Disturber of the Peace, by William Manchester. A brisk if not fully penetrating biography of H. L. Mencken; best when it lets Mencken himself do the talking (TIME, Jan. 8).

Concluding, by Henry Green. Goings-on at a girls' school in England; examined with grace and wit by one of England's most talented novelists (TIME, Jan. 1).

Family Reunion, by Ogden Nash. A choice helping from Nash's whole output of shrewd, zany verse on the domestic trials and joys of white-collar citizens (TIME, Jan. 1).

The Thirteen Clocks, by James Thurber. A thoroughly satisfying fairy tale in which the prince and the princess outmaneuver the wicked Duke to an accompaniment of gleeps, glups, guggles and, possibly, inner meanings (TIME, Dec. 25).

The Telegraph, by Stendhal. Book Two of Stendhal's "third masterpiece," Laden Leuwen; a savage and witty satire on the bourgeois monarchy of Louis Philippe (TIME, Dec. 25).

The Blue and the Gray, edited by Henry Steele Commager. Two memorable volumes of letters, memoirs and journalism by Americans who fought and lived the Civil War; a participants' account by men & women who knew what they were fighting for (TIME, Dec. 11).

The Hinge of Fate, by Winston S. Churchill. Volume IV of Churchill's World War II memoirs; Singapore to Tunisia in another incomparable Churchillian account (TIME, Dec. 4).

Classics and Commercials, by Edmund Wilson. Selected pieces by the contemporary dean of U.S. highbrow literary critics (TIME, Nov. 20).

The Disenchanted, by Budd Schulberg. The last chapters in the decline & fall of a novelist who had been the Jazz Age's darling; a novel largely modeled on the life of F. Scott Fitzgerald (TIME, Nov. 13).
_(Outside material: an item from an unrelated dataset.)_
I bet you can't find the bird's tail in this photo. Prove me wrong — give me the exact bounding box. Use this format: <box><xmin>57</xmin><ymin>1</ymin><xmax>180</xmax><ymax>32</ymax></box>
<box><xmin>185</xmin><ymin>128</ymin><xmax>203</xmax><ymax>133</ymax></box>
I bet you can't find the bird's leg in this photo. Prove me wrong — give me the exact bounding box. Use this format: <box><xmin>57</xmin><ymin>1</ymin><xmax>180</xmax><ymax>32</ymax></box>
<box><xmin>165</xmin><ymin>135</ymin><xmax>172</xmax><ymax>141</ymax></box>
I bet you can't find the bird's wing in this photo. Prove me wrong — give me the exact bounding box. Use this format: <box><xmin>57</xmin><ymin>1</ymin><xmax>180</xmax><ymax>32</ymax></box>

Shooting an Elephant, by George Orwell. Reminiscences and reflections on literature and life by the author of Nineteen Eighty-Four (TIME, Nov. 13).
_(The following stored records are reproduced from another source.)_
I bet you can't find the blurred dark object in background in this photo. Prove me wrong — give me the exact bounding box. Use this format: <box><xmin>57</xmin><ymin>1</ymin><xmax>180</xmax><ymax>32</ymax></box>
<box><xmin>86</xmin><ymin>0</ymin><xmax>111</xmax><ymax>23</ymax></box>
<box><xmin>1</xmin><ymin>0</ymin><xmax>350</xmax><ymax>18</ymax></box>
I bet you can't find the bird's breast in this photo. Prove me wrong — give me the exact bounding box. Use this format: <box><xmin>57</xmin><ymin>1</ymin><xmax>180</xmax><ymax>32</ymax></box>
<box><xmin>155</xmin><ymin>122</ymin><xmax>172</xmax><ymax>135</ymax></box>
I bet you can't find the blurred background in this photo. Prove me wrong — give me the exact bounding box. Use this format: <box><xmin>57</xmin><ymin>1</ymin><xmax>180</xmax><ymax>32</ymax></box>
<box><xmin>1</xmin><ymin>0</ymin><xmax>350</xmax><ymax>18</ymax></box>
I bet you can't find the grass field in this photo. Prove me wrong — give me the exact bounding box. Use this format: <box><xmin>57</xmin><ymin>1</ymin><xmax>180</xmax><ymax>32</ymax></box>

Boswell's London Journal, by James Boswell. Volume I (44 more to come) of the papers of Scotsman Boswell, who may yet be remembered as much for his candid journal as for his famed biography of Dr. Johnson (TIME, Nov. 13).

The Twenty-Fifth Hour, by Virgil Gheorghiu. A concentration-camp novel which has become Europe's bestseller (TIME, Nov. 6).

LIFE'S Picture History of World War II. A vivid assembly of World War II's actions, scenes and faces (TIME, Oct. 23).